わたしはやっぱり偽善者なんだよ
「ぺるみ様……大丈夫ですか?」
ベリス王が心配してくれているね。
「うん。大丈夫……わたし……本当に嫌な子だよ」
「……え?」
「少し……出かけてもいい? このまま帰ったら皆に心配させちゃいそうだから」
「……はい。わたしもその方が良いかと……とても辛そうなお顔をされていますよ?」
「付き合わせてごめんなさい。ルゥの母親と……お話ししたくて……」
「聖女様のお母上と……?」
空間移動でシャムロックのルゥの母親が眠る墓前に着くと、ベリス王が話し始める。
「聖女様のお母上は確か……」
「うん。連れ去られて、船上でお兄様とルゥを産んですぐに亡くなったの」
「権力争いに巻き込まれたのですね」
「……うん。命がけで産んだルゥを……わたしが殺したの」
「……ぺるみ様」
「そして、お兄様は……今酷く苦しんでいるはずだよ」
「苦しんでいる……? 人間の豹変ぶりを見たからですか?」
「ある程度は予測していたはずだよ? でもその感情を目の当たりにしたから……貴族と平民との確執を今まで以上に痛感しただろうね」
「リコリス王を手助けするのですか?」
「……ううん」
「……ぺるみ様?」
「本当は助けたいよ? ずっとずっと守ってあげたい……でも……やっぱり……それはダメだから」
「我慢しているのですね」
「……うん。

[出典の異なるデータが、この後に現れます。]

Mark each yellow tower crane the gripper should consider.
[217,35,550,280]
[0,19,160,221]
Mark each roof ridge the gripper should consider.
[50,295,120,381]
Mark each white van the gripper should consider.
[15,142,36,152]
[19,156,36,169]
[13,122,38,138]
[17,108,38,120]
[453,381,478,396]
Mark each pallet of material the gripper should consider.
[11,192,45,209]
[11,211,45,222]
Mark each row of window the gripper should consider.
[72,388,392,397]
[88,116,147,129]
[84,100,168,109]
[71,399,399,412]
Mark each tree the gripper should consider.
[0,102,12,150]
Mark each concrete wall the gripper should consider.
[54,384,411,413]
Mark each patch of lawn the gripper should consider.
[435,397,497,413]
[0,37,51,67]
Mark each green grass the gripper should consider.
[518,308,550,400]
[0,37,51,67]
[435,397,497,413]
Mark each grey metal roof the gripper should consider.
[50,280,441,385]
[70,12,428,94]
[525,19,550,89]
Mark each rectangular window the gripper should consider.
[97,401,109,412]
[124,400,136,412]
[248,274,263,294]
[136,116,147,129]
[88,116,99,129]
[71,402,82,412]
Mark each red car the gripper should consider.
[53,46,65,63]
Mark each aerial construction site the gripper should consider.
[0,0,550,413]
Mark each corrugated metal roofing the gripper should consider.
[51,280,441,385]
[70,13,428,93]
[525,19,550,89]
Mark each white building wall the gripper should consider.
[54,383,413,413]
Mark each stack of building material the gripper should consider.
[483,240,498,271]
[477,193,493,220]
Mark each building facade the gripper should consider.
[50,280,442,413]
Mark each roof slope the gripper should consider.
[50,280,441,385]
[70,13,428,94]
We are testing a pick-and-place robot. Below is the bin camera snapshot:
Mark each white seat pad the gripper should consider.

ここから先は……人間であるお兄様とココちゃんに任せるって決めたの。ココちゃんが望んだ通り……そうするよ」
「人間の事は人間に任せる……それでよいのです」
「……うん。わたしね? 処刑を見たらどんな気持ちになるんだろうって思っていたの。魔族の家族と暮らしてきたけど人間を食べるところは一度も見ていないし……あぁ、魚族が人間を襲うところは見たけど……でも……人間が死ぬところを見るのは辛いかなって……でも、なんとも思わなかった」
「なんとも……ですか……」
「知り合いじゃなかったからなんだろうね。知り合いだったら……処刑をとめようとしたはずだよ」
「……そうですか」
「わたしは知らない人間がどうなろうがなんとも思わないの。でも……知り合いが辛い思いをするのは嫌なの」
「それは普通の事です。それを酷い事だと思うのですか?」
「ジギタリス公爵が処刑されて……知り合いの市場の人間が歓喜している姿を見て……貴族に虐げられてきたから仕方ないって思ったの。それほど酷く傷つけられてきたんだから喜ぶのは当然だって。でも……もし……処刑されたのが知り合いの貴族で、歓喜していたのが知らない人間だったら? わたしは貴族の味方をしたはずだよ。結局わたしは……身勝手な偽善者なんだよ」
「心があるのですから仕方ありません。会った事がない他人より知り合いを大切に思うのは当然ですよ?」
それは……そうかもしれないけど。